She nodded and then he, too, walked away.

So much for his consideration, she thought, although she should have known there would be no more kindness from him. He was no longer her knight to command, or her lover to seduce. He was a man feared throughout England for his ability to murder anyone, anywhere, at any time. And she was his prisoner to do with as he pleased.

That thought should terrify her. Instead she felt strangely calm. Aye, there was a good measure of fear, but not panic. It was as if she were watching all of this happen to someone else. She supposed it was the poison that had dulled her senses. For now she was still alive and that was all that mattered.

She tried again to look around her. The sunlight was not quite so painful now that her eyes had adjusted to the light, but her vision was still a little blurry. She rested on a small hillock above a wide, grassy meadow.

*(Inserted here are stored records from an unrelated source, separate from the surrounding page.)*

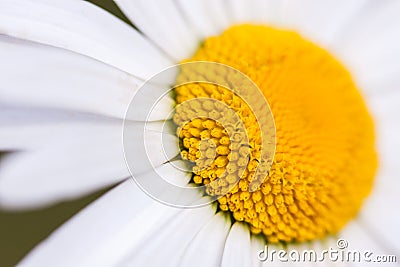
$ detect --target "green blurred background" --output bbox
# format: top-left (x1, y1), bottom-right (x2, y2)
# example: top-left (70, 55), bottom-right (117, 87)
top-left (0, 0), bottom-right (128, 267)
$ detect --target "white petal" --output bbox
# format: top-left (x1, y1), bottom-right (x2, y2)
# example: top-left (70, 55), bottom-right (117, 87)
top-left (0, 0), bottom-right (171, 79)
top-left (339, 221), bottom-right (399, 266)
top-left (115, 0), bottom-right (199, 61)
top-left (177, 0), bottom-right (229, 38)
top-left (180, 212), bottom-right (231, 267)
top-left (121, 206), bottom-right (215, 266)
top-left (366, 91), bottom-right (400, 169)
top-left (332, 1), bottom-right (400, 96)
top-left (21, 179), bottom-right (179, 266)
top-left (0, 36), bottom-right (139, 118)
top-left (0, 106), bottom-right (112, 151)
top-left (0, 123), bottom-right (129, 208)
top-left (0, 121), bottom-right (175, 208)
top-left (359, 166), bottom-right (400, 254)
top-left (221, 222), bottom-right (252, 266)
top-left (224, 0), bottom-right (284, 26)
top-left (123, 122), bottom-right (179, 177)
top-left (276, 0), bottom-right (365, 48)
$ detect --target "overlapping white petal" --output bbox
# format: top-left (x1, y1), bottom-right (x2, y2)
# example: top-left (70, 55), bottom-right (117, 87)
top-left (331, 1), bottom-right (400, 97)
top-left (121, 206), bottom-right (215, 267)
top-left (179, 212), bottom-right (231, 267)
top-left (0, 0), bottom-right (172, 79)
top-left (0, 36), bottom-right (140, 118)
top-left (115, 0), bottom-right (200, 61)
top-left (177, 0), bottom-right (230, 38)
top-left (16, 179), bottom-right (178, 266)
top-left (0, 105), bottom-right (115, 151)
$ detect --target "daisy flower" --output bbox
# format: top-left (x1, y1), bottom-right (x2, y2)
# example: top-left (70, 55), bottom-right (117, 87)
top-left (0, 0), bottom-right (400, 266)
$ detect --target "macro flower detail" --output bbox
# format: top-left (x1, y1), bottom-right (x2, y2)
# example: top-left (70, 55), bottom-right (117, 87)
top-left (174, 25), bottom-right (377, 245)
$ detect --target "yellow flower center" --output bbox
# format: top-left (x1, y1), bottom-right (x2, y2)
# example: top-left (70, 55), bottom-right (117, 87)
top-left (174, 25), bottom-right (377, 242)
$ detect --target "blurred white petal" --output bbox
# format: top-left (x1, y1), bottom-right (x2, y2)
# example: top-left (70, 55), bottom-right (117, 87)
top-left (180, 212), bottom-right (231, 267)
top-left (115, 0), bottom-right (200, 61)
top-left (221, 222), bottom-right (252, 267)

Rami was a few dozen paces away, tending to their saddled horses, while Oliver and Armand were busy tying more than a score of unsaddled horses to a long picket line that stretched beneath a stand of poplar trees. She wondered who the horses belonged to and then realized they were likely the Segraves’ mounts. The absence of Faulke and his men spoke volumes.

He returned and held out a water bag. “Here, drink some of this.”

She eyed it warily. Her hands began to tremble, whether from the poison or from fear, she could not say. “Do you … do you intend to kill me now?”

“If I had wanted you dead, you would be dead long ago.” His voice was toneless.

She believed him. Although she heard Sir Percival’s
voice when he spoke, this man was a stranger. “Then why—”

“Drink this,” he repeated, as he dropped the bag into her lap. “ ’Tis some of the willow bark tea you brewed for Rami. It will help calm your stomach.”

“Th-there is no poison in it?” she asked, as she picked up the bag. And then she remembered Faulke’s theory about why she was still alive. It was beginning to make the most sense.

He folded his arms across his chest and remained silent.

“Why did you take me away from Coleway?”

“If I recall correctly, you left Coleway with me quite willingly. Indeed, our escape from the fortress was entirely your idea.”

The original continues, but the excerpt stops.